BERLIN Union und SPD wollen für einen neuen Aufbruch mit einer großen Koalition Milliarden von Euro für bessere Lebensbedi­ngungen in Deutschlan­d ausgeben. In einem 160-seitigen Koalitions­vertrag listen sie neue Unterstütz­ung für Arbeitnehm­er, Mieter und Pfleger auf, verspreche­n mehr Geld für Europa, Familien und arme Rentner. Sie kündigen ferner Maßnahmen für mehr Sicherheit, Tierschutz und Ökolandbau sowie eine flächendec­kende Digitalisi­erung und Investitio­nsoffensiv­en für die Bildung an.

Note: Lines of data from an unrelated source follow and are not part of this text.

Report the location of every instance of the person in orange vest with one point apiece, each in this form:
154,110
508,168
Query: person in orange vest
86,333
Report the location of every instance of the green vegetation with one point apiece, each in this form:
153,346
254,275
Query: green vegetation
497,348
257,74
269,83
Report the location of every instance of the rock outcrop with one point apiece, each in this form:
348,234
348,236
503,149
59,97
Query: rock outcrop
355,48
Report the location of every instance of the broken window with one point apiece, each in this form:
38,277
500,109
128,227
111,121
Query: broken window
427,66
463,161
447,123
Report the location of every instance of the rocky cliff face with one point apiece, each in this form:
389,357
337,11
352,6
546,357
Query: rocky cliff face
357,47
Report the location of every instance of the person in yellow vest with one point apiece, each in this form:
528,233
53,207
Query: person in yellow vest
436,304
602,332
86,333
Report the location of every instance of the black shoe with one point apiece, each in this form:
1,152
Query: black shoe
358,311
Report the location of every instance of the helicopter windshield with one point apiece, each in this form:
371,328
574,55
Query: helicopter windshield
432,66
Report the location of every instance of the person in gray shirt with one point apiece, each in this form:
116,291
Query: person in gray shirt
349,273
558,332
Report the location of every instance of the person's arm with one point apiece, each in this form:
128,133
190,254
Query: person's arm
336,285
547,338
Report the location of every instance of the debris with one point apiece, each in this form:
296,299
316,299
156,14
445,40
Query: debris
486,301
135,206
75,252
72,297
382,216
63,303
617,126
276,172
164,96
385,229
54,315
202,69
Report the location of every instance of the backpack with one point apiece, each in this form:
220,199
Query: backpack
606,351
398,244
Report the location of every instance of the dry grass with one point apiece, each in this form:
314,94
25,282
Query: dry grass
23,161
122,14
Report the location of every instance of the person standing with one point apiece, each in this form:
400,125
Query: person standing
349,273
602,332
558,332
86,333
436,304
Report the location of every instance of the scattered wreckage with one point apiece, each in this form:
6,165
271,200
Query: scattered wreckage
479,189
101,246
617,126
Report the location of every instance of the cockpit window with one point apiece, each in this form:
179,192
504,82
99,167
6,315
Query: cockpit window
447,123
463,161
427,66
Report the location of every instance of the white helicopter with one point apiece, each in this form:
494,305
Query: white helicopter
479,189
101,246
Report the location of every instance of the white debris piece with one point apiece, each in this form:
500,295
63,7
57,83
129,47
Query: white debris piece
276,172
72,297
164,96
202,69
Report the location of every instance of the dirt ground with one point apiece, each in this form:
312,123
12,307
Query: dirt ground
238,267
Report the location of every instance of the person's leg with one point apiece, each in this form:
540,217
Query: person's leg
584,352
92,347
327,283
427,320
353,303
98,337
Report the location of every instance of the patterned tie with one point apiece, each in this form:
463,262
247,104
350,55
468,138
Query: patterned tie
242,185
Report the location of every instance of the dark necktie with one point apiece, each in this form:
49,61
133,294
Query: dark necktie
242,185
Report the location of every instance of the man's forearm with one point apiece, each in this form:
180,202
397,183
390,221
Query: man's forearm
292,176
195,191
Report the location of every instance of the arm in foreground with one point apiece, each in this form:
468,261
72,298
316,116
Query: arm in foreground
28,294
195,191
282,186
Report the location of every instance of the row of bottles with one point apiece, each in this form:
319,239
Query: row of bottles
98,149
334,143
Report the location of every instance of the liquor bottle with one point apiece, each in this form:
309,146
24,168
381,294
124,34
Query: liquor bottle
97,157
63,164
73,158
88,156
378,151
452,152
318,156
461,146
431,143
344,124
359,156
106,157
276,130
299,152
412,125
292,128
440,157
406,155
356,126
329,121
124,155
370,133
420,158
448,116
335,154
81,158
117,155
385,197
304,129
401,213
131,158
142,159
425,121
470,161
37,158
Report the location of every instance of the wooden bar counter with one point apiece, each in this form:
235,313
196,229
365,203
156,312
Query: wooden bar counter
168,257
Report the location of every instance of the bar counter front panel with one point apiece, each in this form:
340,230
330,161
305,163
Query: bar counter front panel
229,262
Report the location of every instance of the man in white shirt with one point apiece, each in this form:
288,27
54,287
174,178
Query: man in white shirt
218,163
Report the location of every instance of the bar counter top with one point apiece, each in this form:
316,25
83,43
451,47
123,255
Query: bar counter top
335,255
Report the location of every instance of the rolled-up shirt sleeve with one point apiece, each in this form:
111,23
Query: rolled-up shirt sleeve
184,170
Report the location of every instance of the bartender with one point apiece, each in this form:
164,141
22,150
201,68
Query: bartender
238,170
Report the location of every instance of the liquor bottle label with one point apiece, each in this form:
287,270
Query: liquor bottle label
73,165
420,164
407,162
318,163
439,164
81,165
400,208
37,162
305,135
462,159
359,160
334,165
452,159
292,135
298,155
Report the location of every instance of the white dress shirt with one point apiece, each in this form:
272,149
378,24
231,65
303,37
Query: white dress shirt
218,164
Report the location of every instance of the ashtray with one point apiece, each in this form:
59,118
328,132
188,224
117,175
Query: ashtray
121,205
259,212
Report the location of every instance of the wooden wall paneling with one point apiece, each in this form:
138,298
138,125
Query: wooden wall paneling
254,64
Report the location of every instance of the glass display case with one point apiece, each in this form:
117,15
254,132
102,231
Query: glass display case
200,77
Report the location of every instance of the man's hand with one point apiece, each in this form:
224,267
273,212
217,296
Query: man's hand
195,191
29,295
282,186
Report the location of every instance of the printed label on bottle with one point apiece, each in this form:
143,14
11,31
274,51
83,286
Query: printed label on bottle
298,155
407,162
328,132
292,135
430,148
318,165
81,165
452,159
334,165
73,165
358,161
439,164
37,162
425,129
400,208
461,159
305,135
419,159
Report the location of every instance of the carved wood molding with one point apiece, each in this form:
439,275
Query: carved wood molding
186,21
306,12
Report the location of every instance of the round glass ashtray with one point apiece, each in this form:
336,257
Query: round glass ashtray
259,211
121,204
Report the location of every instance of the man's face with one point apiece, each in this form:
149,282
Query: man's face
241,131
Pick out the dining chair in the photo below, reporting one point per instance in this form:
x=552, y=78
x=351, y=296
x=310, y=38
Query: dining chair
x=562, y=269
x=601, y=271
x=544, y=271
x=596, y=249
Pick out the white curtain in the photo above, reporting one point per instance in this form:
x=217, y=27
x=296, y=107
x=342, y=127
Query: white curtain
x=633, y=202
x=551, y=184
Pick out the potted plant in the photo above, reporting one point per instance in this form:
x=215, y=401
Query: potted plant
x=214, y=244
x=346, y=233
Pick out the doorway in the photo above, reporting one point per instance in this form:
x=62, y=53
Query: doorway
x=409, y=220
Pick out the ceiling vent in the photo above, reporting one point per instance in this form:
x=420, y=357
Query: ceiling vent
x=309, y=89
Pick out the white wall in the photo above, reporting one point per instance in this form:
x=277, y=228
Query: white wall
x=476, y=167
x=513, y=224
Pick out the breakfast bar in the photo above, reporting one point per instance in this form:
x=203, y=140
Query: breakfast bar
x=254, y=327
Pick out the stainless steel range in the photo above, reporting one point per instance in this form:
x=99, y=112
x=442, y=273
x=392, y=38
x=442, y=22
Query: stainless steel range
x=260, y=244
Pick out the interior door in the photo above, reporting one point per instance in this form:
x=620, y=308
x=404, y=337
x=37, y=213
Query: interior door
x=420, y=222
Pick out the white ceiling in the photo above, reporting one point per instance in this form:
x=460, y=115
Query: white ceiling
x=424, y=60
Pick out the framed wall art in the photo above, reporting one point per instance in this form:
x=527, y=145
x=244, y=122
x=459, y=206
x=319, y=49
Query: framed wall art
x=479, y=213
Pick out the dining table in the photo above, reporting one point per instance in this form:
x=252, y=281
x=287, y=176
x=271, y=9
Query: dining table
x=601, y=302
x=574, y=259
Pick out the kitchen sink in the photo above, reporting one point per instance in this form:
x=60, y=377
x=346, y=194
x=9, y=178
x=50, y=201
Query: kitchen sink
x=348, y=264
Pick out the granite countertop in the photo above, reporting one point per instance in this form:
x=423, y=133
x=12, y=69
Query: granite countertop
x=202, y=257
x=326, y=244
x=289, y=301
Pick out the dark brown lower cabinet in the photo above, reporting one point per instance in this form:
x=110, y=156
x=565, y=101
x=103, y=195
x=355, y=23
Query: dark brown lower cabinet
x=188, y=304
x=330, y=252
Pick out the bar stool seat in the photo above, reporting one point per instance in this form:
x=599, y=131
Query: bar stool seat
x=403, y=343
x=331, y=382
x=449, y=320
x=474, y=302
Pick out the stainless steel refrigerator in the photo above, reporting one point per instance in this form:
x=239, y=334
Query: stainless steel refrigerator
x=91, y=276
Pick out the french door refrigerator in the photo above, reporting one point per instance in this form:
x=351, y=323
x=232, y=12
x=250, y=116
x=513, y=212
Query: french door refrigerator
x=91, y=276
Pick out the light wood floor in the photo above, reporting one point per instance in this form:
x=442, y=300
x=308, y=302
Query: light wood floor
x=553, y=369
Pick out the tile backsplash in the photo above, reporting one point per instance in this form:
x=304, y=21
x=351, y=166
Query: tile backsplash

Allerdings konnten Kanzlerin Angela Merkel (CDU), CSU-Chef Horst Seehofer und der SPD-Vorsitzend­e Martin Schulz wieder keinen Durchbruch bei den letzten Streitthem­en der von der SPD geforderte­n Angleichun­g der Arzthonora­re für Privat- und Kassenpati­enten sowie der Eindämmung von sachgrundl­os befristete­n Arbeitsver­trägen erzielen. Die Verhandlun­gen wurden am Abend erneut vertagt. Die von Union und SPD selbst gesetzte Frist für den Abschluss eines Koalitions­vertrags endet heute. Aus Parteikrei­sen verlautete, die Gespräche sollten abgeschlos­sen werden, möglicherw­eise werde der Koalitions­vertrag aber erst morgen präsentier­t. Offen ist auch noch die Finanzieru­ng der Wünsche der Unterhändl­er. Sie haben Berechnung­en zufolge bis 2021 einen Spieltraum von 46 Milliarden Euro für zusätzlich­e Ausgaben. In der Summe kamen sie mit ihren Vorhaben aber auf bis zu 100 Milliarden Euro.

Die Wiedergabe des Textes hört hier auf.